The feeling that all outcomes are equal is a little foreign to me. I usually tend to be overly attached to everything, but more often it's situations and beliefs that I have a hard time recalibrating, rather than dealing with material attachments.
As a child, my mom (an Aquarius) wanted to impress upon me the value in not getting one's hopes too high, because of the risk of vast disappoint. The lesson never really stuck; I always go into things headlong and sometimes excessively (and all the while claiming to be a moderate!), and then I try and console myself when it all tumbles by saying that it just can't be avoided.

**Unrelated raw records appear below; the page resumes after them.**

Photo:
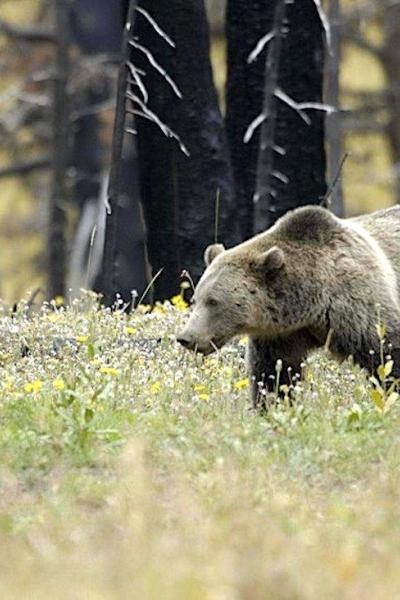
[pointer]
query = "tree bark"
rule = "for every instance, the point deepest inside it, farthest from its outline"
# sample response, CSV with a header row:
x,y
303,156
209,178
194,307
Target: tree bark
x,y
391,62
334,134
61,155
247,22
179,192
110,259
300,77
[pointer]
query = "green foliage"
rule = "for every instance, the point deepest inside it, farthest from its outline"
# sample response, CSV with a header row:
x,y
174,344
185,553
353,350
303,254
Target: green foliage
x,y
130,467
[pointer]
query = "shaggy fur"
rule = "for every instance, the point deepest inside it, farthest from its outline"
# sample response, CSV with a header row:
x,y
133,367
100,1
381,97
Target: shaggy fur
x,y
309,276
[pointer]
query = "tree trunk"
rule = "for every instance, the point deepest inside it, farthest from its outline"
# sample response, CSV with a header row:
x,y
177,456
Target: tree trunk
x,y
179,192
110,259
298,176
334,134
247,22
61,155
391,63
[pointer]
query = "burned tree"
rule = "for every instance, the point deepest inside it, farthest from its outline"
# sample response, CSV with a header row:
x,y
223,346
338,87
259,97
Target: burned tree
x,y
180,188
61,154
285,138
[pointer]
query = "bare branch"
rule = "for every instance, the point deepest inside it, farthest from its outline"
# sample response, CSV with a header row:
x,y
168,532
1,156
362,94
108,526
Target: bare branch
x,y
325,24
27,34
253,126
280,94
155,26
25,167
260,47
151,116
300,107
157,66
138,80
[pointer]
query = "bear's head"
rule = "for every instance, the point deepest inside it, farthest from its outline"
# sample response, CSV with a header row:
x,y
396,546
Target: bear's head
x,y
237,294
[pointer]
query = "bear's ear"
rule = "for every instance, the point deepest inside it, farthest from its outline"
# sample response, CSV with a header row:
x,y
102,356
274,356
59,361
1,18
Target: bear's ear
x,y
212,252
271,261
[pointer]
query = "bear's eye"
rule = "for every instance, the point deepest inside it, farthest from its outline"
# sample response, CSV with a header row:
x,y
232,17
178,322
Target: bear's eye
x,y
212,302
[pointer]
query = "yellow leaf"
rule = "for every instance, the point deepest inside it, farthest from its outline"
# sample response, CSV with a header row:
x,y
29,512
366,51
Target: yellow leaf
x,y
381,372
381,330
377,399
243,383
130,330
59,385
388,367
394,396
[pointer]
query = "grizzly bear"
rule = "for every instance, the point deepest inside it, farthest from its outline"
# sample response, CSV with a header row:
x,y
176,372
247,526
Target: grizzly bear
x,y
310,278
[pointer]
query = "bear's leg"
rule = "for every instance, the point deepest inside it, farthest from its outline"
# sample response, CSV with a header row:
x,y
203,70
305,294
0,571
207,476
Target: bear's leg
x,y
262,357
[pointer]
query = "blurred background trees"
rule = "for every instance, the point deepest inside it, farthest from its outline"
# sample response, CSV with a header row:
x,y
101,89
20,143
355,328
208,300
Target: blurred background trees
x,y
364,37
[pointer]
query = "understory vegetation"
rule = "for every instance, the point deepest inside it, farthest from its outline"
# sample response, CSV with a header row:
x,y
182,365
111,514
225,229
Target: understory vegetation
x,y
131,468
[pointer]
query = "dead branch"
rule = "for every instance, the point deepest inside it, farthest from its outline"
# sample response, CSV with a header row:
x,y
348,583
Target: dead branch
x,y
25,167
34,34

But when things really are going well, how do you take that? Cautiously? Or do you revel in it, soak it all up?
And things are good right now. Just good, good, good.
It is a miracle, but economically, I've seen my balances and I know I can handle all of these school expenses (paying for a few tests, applications, and my grad fees), I can handle our upcoming move (whether in town or out of town, is yet to be seen, but there is a move coming either way), I can even handle NOT getting the internship (plus stipend), if that's how it all plays out. I'd rather get it than not, but I'll BE OK either way.
Seriously, though, I'd like input on how you feel when life is (suspiciously) great... do you take that as an indicator of being on the right path? or do you think everything seemingly lined up can be just a fluke?